I dati – Cresce anche la percentuale delle donne impiegate in lavori part-time: esattamente il 77,8% sul totale; rispettivamente l’81% nel Nord e il 70% nel Meridione. Per quanto riguarda, invece, la fascia di età interessata è possibile riscontrare quote più elevate di giovani con meno di 35 anni sia di lavoratori part-time rispetto al totale degli occupati (23%) sia di soggetti che dichiarano di non avere trovato un lavoro a tempo pieno (69%). Con riferimento, invece, ai 434 mila lavoratori che hanno trovato il primo impiego da non più di un anno, secondo l’analisi di Datagiovani, il part-time ha un’incidenza pari al 31,2%. Quanto alle opportunità, essi sono maggiori per i dipendenti del terziario: in primis, alberghi e ristoranti (42% degli occupati totali), seguiti da sanità e servizi alle imprese. Su quest'ultimo aspetto si è espresso il docente di sociologia all’Università Cattolica di Milano, Egidio Riva: “La crisi ha ristretto le porte d’ingresso soprattutto per l’industria e le poche chance flessibili si concentrano ancor di più rispetto al passato nel settore terziario”.
Motivazioni – Spostando l’attenzione sulle motivazioni interessate, emerge una frattura netta fra uomini e donne, in quanto: i primi dichiarano obiettivi di benessere personale (avere più tempo libero), studio o per svolgere un secondo lavoro; le seconde, al contrario, scelgono la formula per seguire figli o altri familiari non autosufficienti. Ma quel che è più importante è che un lavoratore su due ha scelto di lavorare a tempo ridotto perché non ha trovato l’alternativa a tempo pieno. Infatti, il part-time involontario coinvolge 1,8 milioni di persone: 434 mila sono economicamente sottoccupate, con un gap ampio tra l’orario effettivo e quello desiderato, 16,7 ore prestate alla settimana contro 35,2 ambite.

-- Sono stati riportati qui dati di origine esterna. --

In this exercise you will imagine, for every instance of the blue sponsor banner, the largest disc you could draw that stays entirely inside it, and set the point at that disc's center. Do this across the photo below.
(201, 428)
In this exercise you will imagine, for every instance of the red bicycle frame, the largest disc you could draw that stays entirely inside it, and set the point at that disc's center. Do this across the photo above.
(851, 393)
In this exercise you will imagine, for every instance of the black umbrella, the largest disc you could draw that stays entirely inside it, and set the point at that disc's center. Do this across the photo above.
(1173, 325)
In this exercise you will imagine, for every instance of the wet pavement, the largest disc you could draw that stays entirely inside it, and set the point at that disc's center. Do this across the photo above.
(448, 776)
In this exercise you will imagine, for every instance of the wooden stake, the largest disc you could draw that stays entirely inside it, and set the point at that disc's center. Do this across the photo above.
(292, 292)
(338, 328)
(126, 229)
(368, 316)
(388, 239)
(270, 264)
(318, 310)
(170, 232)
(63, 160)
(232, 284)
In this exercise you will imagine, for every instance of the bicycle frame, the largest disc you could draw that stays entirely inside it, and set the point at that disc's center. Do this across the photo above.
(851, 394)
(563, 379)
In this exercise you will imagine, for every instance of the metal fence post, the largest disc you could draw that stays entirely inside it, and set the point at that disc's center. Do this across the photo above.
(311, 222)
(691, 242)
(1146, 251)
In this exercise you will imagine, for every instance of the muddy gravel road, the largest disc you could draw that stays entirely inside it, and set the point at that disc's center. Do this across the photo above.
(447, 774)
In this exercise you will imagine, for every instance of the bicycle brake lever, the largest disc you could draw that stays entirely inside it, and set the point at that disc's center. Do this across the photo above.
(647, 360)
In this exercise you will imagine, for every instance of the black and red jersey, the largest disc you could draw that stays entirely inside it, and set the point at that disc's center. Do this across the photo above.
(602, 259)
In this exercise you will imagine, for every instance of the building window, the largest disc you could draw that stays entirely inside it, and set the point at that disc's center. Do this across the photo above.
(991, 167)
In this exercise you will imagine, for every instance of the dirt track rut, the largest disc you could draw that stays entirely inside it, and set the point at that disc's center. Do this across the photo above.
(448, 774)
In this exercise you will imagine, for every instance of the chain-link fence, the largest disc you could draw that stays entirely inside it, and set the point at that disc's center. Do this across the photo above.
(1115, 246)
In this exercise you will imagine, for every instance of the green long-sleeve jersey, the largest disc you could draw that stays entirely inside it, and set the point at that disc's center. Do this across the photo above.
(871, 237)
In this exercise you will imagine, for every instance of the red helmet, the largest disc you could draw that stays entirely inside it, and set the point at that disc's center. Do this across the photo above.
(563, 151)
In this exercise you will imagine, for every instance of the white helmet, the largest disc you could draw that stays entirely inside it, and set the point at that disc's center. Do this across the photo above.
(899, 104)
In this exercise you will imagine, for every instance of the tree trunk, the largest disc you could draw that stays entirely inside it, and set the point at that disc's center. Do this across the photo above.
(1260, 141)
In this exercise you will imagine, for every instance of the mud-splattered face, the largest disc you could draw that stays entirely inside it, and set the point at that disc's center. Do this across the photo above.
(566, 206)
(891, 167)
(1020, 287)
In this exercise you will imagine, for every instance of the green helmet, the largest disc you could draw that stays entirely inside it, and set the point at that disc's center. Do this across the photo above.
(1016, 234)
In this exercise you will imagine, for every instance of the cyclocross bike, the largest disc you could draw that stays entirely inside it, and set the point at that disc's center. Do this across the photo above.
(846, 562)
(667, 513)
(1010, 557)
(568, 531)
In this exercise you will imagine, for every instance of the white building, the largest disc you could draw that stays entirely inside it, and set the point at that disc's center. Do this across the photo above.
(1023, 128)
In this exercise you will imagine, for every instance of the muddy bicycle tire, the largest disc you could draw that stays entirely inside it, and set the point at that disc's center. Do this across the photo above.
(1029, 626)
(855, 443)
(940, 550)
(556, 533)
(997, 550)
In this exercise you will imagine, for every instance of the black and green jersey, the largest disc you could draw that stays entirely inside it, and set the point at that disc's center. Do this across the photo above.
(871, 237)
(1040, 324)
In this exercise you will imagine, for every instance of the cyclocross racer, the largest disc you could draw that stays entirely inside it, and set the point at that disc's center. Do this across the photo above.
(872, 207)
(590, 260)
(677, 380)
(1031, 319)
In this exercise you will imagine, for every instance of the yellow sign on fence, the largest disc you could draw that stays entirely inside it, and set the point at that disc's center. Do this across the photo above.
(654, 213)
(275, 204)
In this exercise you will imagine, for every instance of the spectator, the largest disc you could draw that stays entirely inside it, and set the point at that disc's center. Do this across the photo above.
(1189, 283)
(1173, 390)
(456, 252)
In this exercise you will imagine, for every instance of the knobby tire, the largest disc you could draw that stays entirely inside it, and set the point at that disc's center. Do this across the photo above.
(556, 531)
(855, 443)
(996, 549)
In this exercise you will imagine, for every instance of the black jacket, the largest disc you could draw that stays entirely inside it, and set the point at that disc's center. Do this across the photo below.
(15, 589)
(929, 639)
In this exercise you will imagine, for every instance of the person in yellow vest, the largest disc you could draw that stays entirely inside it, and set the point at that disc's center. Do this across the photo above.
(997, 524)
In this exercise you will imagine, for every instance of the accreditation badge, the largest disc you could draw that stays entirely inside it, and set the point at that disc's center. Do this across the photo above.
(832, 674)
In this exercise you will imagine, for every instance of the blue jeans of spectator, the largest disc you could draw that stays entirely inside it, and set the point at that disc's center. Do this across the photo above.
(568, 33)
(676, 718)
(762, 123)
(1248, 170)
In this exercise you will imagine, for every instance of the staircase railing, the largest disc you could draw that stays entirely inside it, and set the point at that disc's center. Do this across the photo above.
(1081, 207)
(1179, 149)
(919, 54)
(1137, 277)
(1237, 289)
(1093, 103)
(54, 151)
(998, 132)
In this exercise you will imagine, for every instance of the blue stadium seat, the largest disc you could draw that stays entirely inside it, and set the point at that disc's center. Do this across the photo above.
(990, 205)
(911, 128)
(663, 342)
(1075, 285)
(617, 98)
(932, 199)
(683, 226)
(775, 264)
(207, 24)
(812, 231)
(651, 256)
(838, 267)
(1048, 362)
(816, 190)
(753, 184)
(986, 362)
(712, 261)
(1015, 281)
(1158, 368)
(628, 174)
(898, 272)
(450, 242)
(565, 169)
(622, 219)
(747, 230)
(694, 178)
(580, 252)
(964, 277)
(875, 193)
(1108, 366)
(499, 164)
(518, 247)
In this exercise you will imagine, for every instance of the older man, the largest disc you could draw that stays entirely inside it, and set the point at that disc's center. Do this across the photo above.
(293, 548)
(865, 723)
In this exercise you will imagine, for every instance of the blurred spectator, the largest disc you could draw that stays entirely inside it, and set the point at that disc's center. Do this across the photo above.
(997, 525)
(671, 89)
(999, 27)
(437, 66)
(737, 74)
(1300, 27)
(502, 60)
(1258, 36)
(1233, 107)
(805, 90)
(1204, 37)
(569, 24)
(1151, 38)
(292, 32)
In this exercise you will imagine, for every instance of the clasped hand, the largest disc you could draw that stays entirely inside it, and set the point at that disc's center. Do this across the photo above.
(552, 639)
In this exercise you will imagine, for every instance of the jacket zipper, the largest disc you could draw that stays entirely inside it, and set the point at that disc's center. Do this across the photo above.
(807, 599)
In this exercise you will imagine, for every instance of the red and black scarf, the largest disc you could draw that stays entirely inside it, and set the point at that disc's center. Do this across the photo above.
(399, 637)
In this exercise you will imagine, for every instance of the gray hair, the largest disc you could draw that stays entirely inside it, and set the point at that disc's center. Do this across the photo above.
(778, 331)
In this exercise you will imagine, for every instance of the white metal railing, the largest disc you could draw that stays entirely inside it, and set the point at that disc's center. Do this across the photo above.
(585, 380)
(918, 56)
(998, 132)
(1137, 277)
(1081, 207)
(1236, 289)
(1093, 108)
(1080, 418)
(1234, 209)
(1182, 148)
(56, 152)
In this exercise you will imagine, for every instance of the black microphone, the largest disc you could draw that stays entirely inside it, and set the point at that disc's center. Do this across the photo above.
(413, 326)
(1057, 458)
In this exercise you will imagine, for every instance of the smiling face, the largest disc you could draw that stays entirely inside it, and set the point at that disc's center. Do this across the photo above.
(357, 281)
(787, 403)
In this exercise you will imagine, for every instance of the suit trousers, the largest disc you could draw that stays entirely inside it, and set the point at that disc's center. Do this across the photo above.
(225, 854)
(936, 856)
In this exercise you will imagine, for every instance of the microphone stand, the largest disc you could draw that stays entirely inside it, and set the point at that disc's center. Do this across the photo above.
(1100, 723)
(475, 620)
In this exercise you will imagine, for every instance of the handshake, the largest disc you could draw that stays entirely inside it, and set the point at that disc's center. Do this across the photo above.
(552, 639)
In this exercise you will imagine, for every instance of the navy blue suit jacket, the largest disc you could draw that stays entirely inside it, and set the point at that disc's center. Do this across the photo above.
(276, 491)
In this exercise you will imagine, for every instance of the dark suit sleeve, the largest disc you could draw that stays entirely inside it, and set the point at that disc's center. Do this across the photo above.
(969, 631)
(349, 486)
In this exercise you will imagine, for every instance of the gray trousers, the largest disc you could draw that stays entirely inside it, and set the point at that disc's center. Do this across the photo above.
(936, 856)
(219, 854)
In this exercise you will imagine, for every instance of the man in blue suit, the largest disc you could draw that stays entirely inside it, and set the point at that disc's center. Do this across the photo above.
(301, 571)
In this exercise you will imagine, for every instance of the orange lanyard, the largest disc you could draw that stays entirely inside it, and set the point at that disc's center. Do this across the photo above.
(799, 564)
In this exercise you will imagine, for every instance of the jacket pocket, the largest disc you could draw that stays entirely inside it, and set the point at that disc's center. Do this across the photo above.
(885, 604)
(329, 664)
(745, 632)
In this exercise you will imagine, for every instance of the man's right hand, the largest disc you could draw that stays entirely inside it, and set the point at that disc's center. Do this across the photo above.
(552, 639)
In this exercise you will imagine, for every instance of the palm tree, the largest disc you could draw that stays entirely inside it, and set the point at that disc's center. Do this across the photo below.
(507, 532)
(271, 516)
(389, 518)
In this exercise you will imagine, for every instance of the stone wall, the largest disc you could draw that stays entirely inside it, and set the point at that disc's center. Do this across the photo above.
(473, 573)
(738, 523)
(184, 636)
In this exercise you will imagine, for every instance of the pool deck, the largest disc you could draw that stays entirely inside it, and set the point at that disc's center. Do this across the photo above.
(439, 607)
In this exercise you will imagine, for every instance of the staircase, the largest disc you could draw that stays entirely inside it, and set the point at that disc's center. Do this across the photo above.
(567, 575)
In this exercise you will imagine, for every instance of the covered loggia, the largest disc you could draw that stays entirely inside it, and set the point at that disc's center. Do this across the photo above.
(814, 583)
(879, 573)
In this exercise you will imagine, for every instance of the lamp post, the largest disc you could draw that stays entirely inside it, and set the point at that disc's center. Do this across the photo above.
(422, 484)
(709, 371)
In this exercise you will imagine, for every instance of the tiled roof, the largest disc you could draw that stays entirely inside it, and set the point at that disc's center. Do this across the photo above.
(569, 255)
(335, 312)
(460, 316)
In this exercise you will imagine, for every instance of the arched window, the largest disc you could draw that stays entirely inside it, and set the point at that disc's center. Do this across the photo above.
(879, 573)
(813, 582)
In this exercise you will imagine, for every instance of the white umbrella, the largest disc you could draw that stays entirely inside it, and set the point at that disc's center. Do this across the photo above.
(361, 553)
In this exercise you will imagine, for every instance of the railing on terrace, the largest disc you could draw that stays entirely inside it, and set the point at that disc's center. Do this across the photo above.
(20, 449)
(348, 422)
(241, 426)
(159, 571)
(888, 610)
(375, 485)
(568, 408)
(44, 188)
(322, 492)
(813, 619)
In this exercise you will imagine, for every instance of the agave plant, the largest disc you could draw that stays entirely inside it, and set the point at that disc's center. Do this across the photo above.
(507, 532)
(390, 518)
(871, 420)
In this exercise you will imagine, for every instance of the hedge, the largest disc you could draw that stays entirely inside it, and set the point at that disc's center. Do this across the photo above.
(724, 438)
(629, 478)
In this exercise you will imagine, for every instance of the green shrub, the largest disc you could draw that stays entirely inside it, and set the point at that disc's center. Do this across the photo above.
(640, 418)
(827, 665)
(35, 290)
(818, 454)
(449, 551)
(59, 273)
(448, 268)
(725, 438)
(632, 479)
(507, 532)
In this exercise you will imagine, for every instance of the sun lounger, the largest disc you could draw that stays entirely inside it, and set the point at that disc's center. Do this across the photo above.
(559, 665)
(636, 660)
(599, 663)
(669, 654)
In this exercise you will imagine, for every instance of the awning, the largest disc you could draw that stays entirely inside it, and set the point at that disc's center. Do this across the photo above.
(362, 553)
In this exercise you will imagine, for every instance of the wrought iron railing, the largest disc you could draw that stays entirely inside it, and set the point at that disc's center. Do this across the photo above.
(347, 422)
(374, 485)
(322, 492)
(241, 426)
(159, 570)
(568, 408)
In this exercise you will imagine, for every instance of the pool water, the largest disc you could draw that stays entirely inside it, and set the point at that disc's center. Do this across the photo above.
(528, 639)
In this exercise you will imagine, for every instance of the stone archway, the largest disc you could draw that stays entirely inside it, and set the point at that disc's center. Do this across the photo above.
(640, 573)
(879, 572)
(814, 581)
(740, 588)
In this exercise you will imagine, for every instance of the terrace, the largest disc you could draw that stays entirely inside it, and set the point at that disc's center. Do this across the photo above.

Le nuove regole – Dati fin qui illustrati che tenderanno sicuramente a crescere grazie alla maggiore flessibilità concessa dalla Legge di Stabilità per il 2012 approvata dal Parlamento il 12 novembre scorso. Infatti, viene stabilito che il datore di lavoro possa decidere clausole più flessibili (durata della prestazione stessa) ed elastiche (variazione nel tempo della prestazione), sempre e comunque nel rispetto di quanto sancito dalla contrattazione collettiva. Anche la procedura per trasformare il rapporto di lavoro full-time in part-time diventa più snella: è stato infatti abrogato l’obbligo di convalida della trasformazione da parte della direzione provinciale del lavoro.